The results of this work demonstrated that the mean decrease in volume after REP was 7.62 mm3 with OsiriX MD and 7.685 mm3 with 3D Slicer. Statistically there was no significant difference in the mean change in volumes calculated. This can be attributed to the dedicated tools within these software packages that allows the rapid, automatic outline and measurement of the ROI: the operator is required to only detect the coronal and apical extent (reference point), thereby minimizing observers variations when analyzing 3D images in various planes [21].
Except for a case report and one case series, there are no studies in literature currently which report the volumetric analyses of the teeth after REP [10, 20]. Mostafa EzEldeen et al. (2015) conducted a similar study using the two-step livewire, semiautomatic user-guided 3D active contour segmentation technique with the MeVisLab (MeVis Research, Bremen, Germany) software. The mean change in volume after REP was reported to be 27.92 mm3 in the 5-case series [10]. This difference in the outcomes compared to our study may be attributed to the larger no of cases as well as other predisposing factors such as the etiology (trauma) and periapical pathosis in the present study population [13].

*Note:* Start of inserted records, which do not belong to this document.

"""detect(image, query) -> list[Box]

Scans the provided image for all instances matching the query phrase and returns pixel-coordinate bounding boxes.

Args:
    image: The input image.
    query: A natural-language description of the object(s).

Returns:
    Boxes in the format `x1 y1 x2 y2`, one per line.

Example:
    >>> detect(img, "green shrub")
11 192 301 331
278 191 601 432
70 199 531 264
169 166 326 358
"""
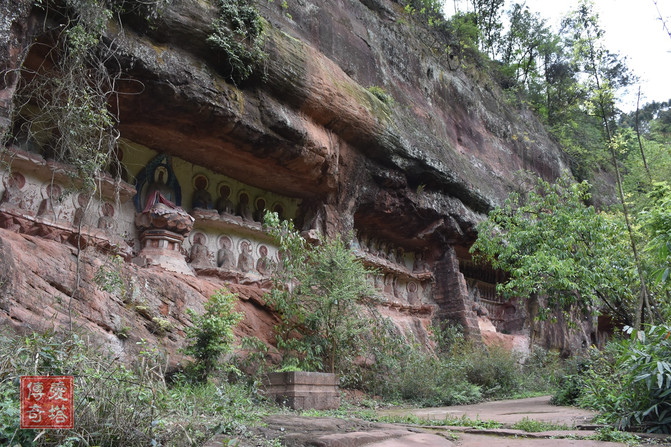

The reduction in volume of pulp space post REP was apparently due to the intra canal deposition of cementum or bone like tissues. This assumption is based on various reported histological findings in immature teeth with apical periodontitis treated with REP [20, 22–24]. However, the nature of the tissues formed or the influence of predisposing factors (i.e., trauma, periapical pathosis) has not been discussed nor was it in the scope of this study, which mainly focused on the quantitative efficiency of the two software programs. Though an attempt was made to quantify the hard tissue deposition on the canal walls post REP, we were unsuccessful in delineating its boundaries. This may be due to some of the limitations of CBCT imaging, such as a low contrast, background noise, limited correlation with Hounsfield units, along with a small area of tissue to be assessed ,all of which made it difficult to determine the precise location and quantification of the hard tissue formed post REP [25]. However, in the 3D Slicer the post REP 3D pulp space volume can be overlaid translucently over the pre-operative image and reviewed in a 3D view to assess the hard tissue deposition on the canal walls, which was not reported here as the reproducibility of this technique could not be confirmed or compared with OsiriX MD.
In terms of efficiency, the process with OsiriX MD was time consuming when compared to the grow cut technique in 3D Slicer, as in OsiriX MD multiple points outlining the diameter of the pulp space must be marked manually on the selected slices, until the entire perimeter has been defined.